Tuesday, April 6: “The Superorganism.”

The study of insect societies is today one of the fastest growing major branches of evolutionary biology. It has revealed a great deal about the general principles of the origin and evolution of advanced social behavior, and has shed light on the enormous ecological success of the social insects (with ants and termites making up over half of the insect biomass around the world). The evolution from organism to superorganism has been the major transition between levels of biological organization, easiest to penetrate and understand.

Location: Science Center, 4:00 PM. Free, advance tickets not required.

Wednesday, April 7: “Consilience.”

The boundary between science on one side and the humanities and humanistic social sciences on the other is not an intrinsic epistemological divide but a broad borderland of previously poorly understood causal relationships. The borderland is now being explored, and offers increasing opportunities for collaboration across three great branches of learning. A definition of human nature will be offered and examples from the borderland will be used to illustrate it.
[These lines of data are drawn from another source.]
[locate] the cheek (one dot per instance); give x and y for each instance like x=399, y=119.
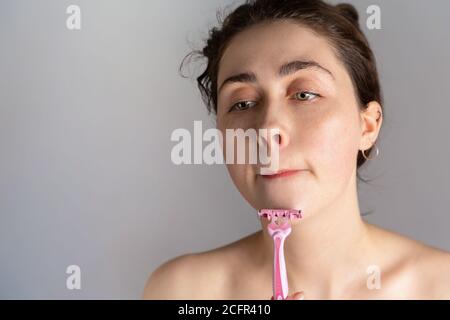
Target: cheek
x=334, y=147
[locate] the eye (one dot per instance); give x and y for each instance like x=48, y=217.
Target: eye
x=305, y=95
x=242, y=105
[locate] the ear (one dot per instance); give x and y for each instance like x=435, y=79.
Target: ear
x=371, y=120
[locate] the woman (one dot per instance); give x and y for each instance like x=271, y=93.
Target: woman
x=305, y=68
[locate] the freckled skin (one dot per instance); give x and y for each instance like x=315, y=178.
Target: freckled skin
x=329, y=251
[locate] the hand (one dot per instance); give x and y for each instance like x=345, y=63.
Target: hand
x=299, y=295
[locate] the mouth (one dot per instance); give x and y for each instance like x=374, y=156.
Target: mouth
x=281, y=174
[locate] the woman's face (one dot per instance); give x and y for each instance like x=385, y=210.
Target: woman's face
x=314, y=108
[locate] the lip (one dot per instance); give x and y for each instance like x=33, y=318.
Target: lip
x=281, y=174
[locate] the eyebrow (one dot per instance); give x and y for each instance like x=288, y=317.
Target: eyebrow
x=285, y=70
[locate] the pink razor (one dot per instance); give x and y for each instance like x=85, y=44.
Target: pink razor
x=279, y=228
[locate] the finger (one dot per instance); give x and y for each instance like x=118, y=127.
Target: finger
x=297, y=296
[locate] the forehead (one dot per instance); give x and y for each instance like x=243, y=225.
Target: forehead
x=263, y=47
Location: Science Center, 4:00 PM. Free, advance tickets not required.

For more information on the Prather Lecture Series, please call 617.495.5891

The John M. Prather Lectures in Biology were founded in 1939 by a bequest of $25,000 from John McClellan Prather, A.B. in 1894. The annual income of the fund is to be used to pay for the services of eminent lecturers on botany and zoology alternatively. The Prather Lecture Series on Biology is sponsored by the Department of Molecular and Cellular Biology, the Department of Organismic and Evolutionary Biology, and the Science Center Lecture Series.